The regional differences of type and quality of chew tobacco alone would be
very substantial.
- The only confounders considered were dietary
patterns, physical activity, alcohol consumption, education, income,
psychosocial factors, personal and family history of cardiovascular disease,
hypertension, and diabetes mellitus. No data are given about the different
distribution of confounders in different regions, and no controls for biases
were attempted.
- As already stated, exposure to second hand smoke (SHS) was
self reported and related only to the previous 12
months of exposure.
- As a confirmation of heterogeneity, per cent smokers and
Cardio Pulmonary Disease (CPD) varied considerable among regions, and so did
the prevalence of current and former smokers.
- The reported precise and monotonic relationship of risk and
CPD is suspect, in view of how dirty the input data must be, the mix
of tobacco products used, and the profound underlying heterogeneity.
- The study reports that “Overall, 44% of controls
reported no exposure to SHS, 39% of controls reported exposures of between 1
to 7 hours/week, 8・2% exposed for 8 to 14 hours, 3・6% for 15 to 21 hours and
5・3% for 22 or more hours per week.” On this basis the controls must
have very different lifestyles than cases, thus generating a
strong matching bias. Why did the SHS-exposed
controls not develop Acute Myocardial Infarction (AMI), if that exposure is a
cause?
- It is contradictory to the claimed results that the
AMI risk did not change when exposure to SHS was removed in the control never
smokers.
- The study states that “…use of tobacco is associated
with increased risk of AMI, consistently across all regions.” However the
study is careful not to give results segmented by region or source:
a glaring and major omission that would have defined the extent of
heterogeneity.
- The study only separates young and old subjects, which is
insufficient. A segmentation by actual age would have been necessary.
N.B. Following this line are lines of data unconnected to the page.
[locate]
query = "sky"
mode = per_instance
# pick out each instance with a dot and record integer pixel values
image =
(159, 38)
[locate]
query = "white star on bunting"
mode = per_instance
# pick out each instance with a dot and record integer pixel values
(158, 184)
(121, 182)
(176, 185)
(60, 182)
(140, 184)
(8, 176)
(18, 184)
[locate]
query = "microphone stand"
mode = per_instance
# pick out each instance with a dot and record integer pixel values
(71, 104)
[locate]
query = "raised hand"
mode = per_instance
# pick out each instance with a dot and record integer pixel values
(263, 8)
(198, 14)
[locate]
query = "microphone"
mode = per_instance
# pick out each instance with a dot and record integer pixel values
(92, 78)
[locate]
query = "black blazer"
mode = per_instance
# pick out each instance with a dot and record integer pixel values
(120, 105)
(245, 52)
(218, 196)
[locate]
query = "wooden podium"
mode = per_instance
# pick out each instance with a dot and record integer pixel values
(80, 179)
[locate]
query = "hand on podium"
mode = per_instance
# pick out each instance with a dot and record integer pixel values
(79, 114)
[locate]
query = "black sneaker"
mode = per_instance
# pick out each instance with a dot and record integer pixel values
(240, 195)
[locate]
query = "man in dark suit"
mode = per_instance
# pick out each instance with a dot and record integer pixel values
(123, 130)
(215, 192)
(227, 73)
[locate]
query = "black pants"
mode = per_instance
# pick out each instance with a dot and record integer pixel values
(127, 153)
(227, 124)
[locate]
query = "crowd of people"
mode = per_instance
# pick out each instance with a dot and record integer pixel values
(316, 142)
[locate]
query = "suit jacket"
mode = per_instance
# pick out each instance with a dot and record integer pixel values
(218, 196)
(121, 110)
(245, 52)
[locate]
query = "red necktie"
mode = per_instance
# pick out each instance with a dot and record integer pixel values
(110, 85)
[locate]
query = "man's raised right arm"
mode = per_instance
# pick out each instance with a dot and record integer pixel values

"Conclusive evidence" indeed - that studies on passive
smoke can only be epidemiological trash, and demonstrating conclusively the
in-grown dishonesty of antitobacco. This "study" is reminiscent
of Marxist economics, where the "experts" were desperately trying to sum or
multiply heterogeneous factors to demonstrate "scientifically" that all goods
can be reduced to hours of unskilled labour! Both the past Marxists and the
current antismoking epidemiological "experts" must have slept through the grade
two class that taught that one cannot sum oranges with apples on the grounds
that they both are round fruits. But in both cases those "small details" must be
set aside to make room for the "great" ideological future!
The real problem? "Health authorities" are either dishonest or
incompetent enough (probably both) to adopt this cheap imitation of science as
the basis for smoking bans and persecution.
Fraud reigns along with
ignorance. What are we prepared to do about it?